Machine Learning and Statistical Modeling - Course Notes

Overview#

Machine learning and statistical modeling

Model Interpretability: easy model == good interpretability

Applied Machine Learning#

regression
classification

Frequentist Approach#

Assumption: beta is fixed with some noise.

1. Linear Model (LM)#

Model formula: y = beta1x1 + beta2x2 + error(based on Gaussian distribution)

Optimization method: OLS (Ordinary Least Squares)

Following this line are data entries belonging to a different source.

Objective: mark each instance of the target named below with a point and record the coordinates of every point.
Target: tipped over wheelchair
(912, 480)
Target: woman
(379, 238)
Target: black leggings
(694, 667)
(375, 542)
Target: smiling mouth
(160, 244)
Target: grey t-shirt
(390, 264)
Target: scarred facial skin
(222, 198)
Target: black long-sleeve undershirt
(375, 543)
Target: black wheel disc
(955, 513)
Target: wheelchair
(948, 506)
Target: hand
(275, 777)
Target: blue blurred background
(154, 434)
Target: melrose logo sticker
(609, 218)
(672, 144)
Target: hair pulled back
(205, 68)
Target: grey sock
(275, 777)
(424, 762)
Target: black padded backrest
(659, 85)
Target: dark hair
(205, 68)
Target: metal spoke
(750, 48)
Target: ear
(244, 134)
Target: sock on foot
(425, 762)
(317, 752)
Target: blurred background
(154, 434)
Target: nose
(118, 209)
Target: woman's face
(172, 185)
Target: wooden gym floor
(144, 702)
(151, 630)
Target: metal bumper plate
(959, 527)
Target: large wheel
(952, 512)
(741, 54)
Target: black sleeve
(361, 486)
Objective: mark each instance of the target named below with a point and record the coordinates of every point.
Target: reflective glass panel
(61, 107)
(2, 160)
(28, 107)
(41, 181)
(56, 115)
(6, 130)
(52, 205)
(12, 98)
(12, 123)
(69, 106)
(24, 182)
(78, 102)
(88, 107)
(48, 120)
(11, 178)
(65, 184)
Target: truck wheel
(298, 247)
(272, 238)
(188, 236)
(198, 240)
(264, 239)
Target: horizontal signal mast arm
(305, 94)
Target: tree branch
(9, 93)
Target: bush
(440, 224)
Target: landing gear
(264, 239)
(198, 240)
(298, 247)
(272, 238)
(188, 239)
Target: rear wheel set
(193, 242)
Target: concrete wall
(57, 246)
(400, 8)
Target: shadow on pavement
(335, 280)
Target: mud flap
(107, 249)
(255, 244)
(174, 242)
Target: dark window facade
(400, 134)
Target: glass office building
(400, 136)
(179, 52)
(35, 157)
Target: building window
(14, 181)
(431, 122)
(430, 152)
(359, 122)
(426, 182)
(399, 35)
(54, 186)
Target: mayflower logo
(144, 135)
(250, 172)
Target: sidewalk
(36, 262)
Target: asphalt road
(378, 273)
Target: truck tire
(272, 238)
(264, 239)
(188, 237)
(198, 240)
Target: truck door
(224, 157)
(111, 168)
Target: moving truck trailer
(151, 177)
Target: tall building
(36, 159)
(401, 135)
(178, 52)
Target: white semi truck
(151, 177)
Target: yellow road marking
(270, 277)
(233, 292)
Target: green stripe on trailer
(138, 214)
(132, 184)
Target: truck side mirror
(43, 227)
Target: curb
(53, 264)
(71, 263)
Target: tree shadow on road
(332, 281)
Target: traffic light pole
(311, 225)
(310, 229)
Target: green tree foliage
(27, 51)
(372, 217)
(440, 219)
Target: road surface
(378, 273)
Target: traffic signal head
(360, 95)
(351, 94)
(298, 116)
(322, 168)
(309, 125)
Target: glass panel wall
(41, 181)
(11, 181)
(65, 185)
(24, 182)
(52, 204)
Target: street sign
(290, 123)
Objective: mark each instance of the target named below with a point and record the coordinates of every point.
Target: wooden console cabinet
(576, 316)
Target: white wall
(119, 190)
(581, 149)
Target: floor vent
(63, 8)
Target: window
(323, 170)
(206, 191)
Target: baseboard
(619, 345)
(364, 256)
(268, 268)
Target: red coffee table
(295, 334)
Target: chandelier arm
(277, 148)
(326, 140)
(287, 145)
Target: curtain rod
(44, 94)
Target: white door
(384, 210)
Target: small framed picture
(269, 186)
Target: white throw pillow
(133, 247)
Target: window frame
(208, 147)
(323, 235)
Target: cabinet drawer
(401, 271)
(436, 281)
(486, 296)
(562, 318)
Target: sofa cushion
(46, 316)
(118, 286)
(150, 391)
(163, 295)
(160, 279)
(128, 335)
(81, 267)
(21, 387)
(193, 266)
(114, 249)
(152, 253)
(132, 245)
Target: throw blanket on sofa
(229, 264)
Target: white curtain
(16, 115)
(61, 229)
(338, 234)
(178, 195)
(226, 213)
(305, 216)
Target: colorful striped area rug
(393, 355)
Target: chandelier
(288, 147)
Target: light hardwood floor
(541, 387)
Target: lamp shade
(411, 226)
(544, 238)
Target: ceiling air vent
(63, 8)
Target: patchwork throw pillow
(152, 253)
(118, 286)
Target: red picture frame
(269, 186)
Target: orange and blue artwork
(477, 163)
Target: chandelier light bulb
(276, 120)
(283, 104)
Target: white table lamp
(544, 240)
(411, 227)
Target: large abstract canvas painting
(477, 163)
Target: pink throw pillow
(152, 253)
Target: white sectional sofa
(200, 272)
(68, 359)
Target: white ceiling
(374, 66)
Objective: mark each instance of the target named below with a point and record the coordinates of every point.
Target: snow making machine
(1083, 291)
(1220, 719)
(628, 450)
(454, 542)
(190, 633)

Performance metrics: MAE, RMSE, MSE

2. Generalized Linear Model (GLM)#

Model formula: event probability mu = f(x, beta), y = 0 if mu < thresh elif y = 1 if mu >= tresh

Threshold: matter a lot. ROC, AUC

Confusion matrix: TP, TN, FP, FN

ROC: x:False positive rate, y: TPR, recall; it is a curve

AUC: area under the ROC curve

Important terms: decision making, event probability, accuracy, ROC, AUC, threshold, confusion matrix, event/non-event

Performance metrics: Cross-Entropy (binary: log loss; multi-class: softmax loss)

Bayesian Approach#

Assumption: beta is a random variable

Distribution fitting (*Gaussian):

conjugate prior(closed/analytical solution)
laplace approximation

1. Bayesian Linear Model (BLM)#

Model formula: posterior = prior(knowledge) + likelihood(data, purely frequentist)

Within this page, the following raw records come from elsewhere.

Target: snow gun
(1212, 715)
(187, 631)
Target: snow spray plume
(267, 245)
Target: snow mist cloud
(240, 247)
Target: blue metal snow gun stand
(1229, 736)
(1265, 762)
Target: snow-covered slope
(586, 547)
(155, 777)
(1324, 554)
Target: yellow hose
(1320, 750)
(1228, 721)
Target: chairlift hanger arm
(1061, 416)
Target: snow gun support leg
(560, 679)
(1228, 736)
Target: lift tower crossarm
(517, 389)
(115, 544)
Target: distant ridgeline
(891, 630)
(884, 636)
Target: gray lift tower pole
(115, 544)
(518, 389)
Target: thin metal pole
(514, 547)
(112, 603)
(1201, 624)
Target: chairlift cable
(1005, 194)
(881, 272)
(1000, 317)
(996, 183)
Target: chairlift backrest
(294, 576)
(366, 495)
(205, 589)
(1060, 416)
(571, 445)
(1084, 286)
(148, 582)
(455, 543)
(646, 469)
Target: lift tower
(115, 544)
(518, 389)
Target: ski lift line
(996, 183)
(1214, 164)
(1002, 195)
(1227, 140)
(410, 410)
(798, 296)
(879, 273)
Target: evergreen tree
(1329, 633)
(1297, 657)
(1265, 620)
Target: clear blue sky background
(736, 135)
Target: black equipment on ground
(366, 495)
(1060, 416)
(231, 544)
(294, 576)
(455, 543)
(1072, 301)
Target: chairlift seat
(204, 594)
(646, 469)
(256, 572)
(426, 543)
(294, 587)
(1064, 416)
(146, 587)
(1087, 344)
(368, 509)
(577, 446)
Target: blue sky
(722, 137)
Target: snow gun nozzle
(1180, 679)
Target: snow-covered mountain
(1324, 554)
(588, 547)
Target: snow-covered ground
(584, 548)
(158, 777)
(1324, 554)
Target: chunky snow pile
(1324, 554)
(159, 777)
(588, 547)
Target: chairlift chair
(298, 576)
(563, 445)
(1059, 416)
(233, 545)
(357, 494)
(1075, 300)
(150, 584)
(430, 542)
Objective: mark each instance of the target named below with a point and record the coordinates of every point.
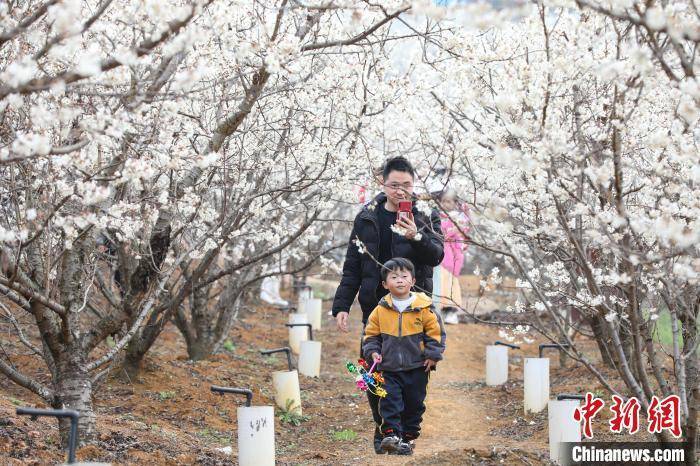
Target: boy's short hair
(397, 263)
(397, 164)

Unique performance metrics: bayes factor(comparison), model evidence(alone), AIC/BIC(penalty on complicated model. BIC's penalty is stricter)

Some math terms: derivative, closed solution, taylor expansion, order

2. Bayesian Logistic Regression#

link function: e.g. logittic function Convert linear preditor to event probability.

Feature Selection#

additive feature
interactive feature
n-degree of freedom spline feature(based on Polynomial Basis)

We can process categorical variables into numerical variables by adding dummy variables (one-hot coding).

Linear vs Non-linear Models#

Linear model has closed solution, easy computation and clear statistical analysis. non-linear model needs iterative optimization like gradient descendent.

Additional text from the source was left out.